24/02/15 à 19:21 - Mise à jour à 19:21

Source: Belga

Présenté le 6 février 2014, le plan belge sur les maladies rares tarde à se concrétiser, déplore RaDiOrg, la coupole des associations de patients atteints d'une maladie rare. Ses membres participaient mardi à un colloque européen organisé en préambule à la journée internationale des maladies rares, qui se tiendra le 28 février.
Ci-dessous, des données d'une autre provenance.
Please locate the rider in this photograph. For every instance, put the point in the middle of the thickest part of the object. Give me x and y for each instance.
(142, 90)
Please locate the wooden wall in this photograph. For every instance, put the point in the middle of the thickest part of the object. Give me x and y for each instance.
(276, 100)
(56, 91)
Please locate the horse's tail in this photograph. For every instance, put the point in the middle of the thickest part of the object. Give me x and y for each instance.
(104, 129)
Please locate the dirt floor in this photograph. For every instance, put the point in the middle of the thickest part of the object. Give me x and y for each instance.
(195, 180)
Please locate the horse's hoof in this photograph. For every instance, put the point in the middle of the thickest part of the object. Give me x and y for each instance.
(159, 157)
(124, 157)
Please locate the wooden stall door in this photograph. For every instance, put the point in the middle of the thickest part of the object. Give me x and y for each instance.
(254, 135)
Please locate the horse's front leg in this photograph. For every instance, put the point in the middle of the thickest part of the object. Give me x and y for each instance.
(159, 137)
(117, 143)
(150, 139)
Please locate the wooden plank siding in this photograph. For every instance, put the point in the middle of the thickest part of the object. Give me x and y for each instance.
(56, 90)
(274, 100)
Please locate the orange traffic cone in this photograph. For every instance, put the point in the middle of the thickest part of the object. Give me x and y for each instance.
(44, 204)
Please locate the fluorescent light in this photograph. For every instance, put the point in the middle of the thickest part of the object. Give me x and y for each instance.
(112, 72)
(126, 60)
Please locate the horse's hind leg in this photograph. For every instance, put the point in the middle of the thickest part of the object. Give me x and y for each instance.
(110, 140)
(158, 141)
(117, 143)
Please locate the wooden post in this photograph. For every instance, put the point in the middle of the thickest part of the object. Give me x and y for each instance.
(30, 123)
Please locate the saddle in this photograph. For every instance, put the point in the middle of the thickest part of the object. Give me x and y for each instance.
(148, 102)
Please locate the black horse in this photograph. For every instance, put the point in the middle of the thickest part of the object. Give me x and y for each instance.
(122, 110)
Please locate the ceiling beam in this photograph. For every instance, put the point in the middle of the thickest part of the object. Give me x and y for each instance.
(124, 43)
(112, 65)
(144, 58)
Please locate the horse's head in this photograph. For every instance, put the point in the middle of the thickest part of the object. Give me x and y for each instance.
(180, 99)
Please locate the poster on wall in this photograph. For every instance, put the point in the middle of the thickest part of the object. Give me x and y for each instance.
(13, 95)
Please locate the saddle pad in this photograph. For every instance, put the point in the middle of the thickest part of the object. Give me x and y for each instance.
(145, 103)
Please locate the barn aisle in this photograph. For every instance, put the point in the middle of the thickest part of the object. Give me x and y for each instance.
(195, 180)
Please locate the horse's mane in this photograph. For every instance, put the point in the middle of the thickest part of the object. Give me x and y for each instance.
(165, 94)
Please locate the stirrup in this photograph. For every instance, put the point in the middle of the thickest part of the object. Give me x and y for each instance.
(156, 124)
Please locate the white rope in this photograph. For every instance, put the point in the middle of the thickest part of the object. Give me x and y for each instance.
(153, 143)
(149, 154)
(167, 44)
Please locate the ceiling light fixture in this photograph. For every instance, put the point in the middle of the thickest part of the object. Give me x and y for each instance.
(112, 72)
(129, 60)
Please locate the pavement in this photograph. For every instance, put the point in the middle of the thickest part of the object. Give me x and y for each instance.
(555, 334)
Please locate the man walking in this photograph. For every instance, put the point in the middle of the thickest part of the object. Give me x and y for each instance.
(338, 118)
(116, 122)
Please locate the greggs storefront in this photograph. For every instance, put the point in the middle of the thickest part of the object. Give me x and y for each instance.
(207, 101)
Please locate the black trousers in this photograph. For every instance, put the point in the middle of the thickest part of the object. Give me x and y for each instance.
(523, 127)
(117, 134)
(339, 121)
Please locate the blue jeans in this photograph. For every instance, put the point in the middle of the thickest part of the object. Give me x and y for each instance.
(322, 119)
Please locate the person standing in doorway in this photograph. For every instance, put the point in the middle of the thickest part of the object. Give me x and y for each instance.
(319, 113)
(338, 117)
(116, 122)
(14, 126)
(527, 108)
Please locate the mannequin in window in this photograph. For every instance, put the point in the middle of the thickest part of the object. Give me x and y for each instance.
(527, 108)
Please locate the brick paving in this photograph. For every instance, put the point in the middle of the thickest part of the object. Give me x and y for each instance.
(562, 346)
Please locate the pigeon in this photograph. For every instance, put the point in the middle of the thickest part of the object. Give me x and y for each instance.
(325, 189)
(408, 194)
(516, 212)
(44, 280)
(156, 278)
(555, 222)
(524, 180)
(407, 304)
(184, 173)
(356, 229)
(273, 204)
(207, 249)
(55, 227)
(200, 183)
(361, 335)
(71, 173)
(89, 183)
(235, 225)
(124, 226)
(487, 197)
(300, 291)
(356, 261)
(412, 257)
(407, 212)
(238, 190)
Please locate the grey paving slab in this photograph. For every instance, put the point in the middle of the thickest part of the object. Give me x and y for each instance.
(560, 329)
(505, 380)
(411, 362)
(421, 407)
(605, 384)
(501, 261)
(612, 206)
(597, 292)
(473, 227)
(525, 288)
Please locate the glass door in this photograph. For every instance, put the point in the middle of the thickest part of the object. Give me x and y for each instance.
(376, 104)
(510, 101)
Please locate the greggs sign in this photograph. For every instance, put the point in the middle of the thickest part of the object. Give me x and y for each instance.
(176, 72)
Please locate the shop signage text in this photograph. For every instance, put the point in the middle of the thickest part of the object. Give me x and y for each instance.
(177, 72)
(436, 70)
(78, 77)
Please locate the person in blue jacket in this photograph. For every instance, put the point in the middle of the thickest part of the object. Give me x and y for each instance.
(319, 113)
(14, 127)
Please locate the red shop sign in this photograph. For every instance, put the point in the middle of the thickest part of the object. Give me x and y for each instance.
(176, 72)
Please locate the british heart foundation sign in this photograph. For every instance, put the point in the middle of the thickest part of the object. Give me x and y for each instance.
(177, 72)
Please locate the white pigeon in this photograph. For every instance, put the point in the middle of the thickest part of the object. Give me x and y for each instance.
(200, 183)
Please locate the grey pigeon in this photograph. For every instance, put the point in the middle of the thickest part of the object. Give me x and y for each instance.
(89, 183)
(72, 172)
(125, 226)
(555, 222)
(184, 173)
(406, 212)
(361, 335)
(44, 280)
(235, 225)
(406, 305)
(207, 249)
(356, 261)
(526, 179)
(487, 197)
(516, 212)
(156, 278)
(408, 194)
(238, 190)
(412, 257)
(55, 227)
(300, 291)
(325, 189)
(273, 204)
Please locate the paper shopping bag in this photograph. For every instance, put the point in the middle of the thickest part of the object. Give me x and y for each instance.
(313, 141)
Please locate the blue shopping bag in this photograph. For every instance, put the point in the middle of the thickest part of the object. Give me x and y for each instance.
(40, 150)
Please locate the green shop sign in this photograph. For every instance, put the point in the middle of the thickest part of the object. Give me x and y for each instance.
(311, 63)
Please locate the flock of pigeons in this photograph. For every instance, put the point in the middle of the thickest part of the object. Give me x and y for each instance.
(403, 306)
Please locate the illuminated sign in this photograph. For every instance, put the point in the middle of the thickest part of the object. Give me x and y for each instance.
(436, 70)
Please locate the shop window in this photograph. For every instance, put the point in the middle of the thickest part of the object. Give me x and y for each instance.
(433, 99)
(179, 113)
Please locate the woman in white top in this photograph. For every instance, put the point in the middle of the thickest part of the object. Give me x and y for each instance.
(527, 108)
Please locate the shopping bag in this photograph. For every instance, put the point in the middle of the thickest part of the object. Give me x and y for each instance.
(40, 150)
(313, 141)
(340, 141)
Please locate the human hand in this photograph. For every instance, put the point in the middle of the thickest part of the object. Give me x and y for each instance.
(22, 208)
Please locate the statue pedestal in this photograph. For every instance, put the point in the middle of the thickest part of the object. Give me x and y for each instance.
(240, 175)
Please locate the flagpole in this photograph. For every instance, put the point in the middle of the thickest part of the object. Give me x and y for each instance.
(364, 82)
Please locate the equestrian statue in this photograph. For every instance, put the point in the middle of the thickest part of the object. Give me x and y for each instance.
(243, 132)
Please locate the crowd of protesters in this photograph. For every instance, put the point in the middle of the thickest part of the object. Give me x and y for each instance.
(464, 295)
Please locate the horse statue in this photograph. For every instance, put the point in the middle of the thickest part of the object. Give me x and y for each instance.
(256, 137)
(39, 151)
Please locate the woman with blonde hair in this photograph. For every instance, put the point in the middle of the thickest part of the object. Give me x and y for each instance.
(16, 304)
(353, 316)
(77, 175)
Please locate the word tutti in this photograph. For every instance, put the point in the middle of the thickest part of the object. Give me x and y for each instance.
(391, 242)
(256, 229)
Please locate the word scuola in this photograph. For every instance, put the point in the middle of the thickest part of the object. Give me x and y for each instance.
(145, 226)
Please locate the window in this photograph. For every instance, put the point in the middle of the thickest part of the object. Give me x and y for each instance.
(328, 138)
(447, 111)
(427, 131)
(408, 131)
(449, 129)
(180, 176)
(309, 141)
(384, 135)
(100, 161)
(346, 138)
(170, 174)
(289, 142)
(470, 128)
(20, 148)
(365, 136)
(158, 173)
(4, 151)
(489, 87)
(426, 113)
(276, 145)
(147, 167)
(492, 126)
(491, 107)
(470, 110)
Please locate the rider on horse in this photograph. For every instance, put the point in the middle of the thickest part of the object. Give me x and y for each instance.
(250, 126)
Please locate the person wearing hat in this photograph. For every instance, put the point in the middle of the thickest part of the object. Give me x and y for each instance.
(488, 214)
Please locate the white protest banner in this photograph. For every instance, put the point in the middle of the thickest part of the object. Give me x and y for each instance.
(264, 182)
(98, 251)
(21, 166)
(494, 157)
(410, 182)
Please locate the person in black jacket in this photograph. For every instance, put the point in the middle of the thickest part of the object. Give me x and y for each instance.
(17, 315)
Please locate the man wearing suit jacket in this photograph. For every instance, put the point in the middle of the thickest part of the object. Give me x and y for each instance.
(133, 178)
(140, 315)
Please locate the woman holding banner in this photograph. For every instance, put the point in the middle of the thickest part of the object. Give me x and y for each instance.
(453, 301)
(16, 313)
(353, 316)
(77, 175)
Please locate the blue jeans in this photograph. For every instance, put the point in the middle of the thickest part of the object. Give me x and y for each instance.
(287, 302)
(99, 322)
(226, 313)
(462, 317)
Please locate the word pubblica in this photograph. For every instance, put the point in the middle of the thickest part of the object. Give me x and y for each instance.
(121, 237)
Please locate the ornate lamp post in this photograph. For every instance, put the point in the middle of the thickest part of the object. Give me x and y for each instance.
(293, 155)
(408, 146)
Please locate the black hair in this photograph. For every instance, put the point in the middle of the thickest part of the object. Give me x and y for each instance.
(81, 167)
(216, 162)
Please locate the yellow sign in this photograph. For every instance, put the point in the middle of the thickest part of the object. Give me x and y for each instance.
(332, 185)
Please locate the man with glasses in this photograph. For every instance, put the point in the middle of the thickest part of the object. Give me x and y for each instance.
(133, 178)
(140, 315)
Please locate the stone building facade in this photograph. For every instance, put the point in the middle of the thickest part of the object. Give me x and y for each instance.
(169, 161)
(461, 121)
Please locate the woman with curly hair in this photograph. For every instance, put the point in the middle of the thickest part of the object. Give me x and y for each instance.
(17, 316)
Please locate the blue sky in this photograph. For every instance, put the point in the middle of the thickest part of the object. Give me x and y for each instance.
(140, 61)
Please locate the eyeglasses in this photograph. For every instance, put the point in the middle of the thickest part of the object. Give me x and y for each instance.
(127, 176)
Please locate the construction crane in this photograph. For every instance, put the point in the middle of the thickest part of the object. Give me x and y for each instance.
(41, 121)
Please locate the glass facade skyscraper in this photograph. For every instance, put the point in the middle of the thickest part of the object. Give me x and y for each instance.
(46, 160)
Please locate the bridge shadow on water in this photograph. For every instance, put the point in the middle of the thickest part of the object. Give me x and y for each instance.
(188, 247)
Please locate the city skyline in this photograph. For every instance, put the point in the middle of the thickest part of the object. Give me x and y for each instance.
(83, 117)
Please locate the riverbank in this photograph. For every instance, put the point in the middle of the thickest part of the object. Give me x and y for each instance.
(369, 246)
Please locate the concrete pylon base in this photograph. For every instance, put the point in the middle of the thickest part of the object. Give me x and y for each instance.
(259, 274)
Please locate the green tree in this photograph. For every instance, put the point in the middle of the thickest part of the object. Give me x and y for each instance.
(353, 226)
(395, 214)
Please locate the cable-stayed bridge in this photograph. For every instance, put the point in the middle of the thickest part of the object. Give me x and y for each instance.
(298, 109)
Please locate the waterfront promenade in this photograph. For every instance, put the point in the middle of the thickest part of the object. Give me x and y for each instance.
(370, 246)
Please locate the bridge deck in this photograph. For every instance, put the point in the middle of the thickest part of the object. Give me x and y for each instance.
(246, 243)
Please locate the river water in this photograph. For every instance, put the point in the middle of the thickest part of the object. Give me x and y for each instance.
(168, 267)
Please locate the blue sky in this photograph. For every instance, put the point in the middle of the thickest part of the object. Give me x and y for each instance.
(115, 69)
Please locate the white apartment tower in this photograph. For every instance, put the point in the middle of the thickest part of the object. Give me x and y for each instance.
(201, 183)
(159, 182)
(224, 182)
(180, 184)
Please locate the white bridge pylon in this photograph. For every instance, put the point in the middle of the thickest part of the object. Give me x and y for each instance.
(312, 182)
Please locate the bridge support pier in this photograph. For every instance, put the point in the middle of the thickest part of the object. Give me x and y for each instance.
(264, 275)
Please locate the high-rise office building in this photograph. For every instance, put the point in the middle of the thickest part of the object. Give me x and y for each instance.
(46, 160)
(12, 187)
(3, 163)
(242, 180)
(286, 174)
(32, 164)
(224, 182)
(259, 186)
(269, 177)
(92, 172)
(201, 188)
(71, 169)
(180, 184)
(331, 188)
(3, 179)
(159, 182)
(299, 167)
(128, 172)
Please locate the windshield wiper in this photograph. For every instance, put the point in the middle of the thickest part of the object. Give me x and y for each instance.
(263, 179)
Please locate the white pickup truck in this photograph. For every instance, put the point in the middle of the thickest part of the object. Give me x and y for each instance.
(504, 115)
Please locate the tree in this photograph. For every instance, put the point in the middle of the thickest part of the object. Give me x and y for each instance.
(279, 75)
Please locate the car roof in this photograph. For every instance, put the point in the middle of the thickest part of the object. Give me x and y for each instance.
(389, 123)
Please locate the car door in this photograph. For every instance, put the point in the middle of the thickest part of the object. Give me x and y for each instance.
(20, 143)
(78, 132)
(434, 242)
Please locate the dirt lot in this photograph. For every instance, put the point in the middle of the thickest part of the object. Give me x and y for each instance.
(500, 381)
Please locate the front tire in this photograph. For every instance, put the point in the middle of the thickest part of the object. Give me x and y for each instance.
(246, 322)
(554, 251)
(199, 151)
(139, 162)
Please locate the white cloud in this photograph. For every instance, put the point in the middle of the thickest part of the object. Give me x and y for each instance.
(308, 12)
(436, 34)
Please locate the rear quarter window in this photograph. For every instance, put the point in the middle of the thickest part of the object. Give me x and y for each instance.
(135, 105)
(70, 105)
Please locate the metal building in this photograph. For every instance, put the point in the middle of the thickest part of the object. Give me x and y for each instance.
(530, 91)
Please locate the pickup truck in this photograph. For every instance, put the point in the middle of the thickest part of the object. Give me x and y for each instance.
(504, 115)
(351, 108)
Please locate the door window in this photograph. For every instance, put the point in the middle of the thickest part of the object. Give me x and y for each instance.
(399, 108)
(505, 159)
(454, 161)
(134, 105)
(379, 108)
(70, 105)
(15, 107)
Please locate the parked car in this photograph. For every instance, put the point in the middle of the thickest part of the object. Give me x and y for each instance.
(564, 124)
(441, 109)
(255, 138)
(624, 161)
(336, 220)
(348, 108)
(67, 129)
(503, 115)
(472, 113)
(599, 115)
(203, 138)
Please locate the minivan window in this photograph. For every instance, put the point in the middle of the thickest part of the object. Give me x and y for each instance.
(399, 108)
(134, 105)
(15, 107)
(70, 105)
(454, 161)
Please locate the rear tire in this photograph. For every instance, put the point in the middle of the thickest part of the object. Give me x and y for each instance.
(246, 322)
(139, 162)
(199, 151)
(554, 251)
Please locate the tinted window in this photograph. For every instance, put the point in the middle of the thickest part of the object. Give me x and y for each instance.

Un an après le plan sur les maladies rares, rien n'a changé pour les patients

Le docteur William Van Langegem avec un patient. © © AHR

"Pour les patients, rien n'a vraiment changé. Mais les mesures se mettent lentement en place", résume Ingrid Jageneau, membre du conseil d'administration. Une maladie est dite rare lorsqu'elle touche moins d'un habitant sur 2.000. On en distingue actuellement près de 8.000 différentes, dont 80% sont d'origine génétique. D'après RaDiOrg, entre 660.000 et 880.000 Belges en souffriraient, principalement des enfants. A l'appel de la Commission européenne, la Belgique s'est dotée l'an dernier d'un plan d'action spécifique. Ce plan prévoit par exemple d'assurer le remboursement des tests nécessaires au diagnostic et au suivi des malades, de reconnaître certains hôpitaux comme centres d'expertise, d'accélérer la prise en charge par l'assurance maladie de nouveaux traitements ou encore de lancer un centre d'appel spécialisé. Un budget annuel de 15 millions d'euros a été dégagé."Certains centres d'expertise existent officiellement mais, à l'heure actuelle, aucun n'est disponible pour les patients", relève Ingrid Jageneau. La répartition des rôles entre l'Inami et le SPF Santé n'est pas toujours claire. En outre, la sixième réforme de l'Etat a transféré certains aspects aux entités fédérées mais celles-ci ne sont pas encore prêtes à s'en occuper. Parmi les mesures qui avancent malgré tout, la responsable cite l'élaboration d'un registre national des maladies rares, le portail Orphanet (www.orpha.net), qui centralise les informations scientifiques disponibles, et l'accès aux médicaments innovants. "Ce n'est qu'un début", conclut RaDiOrg.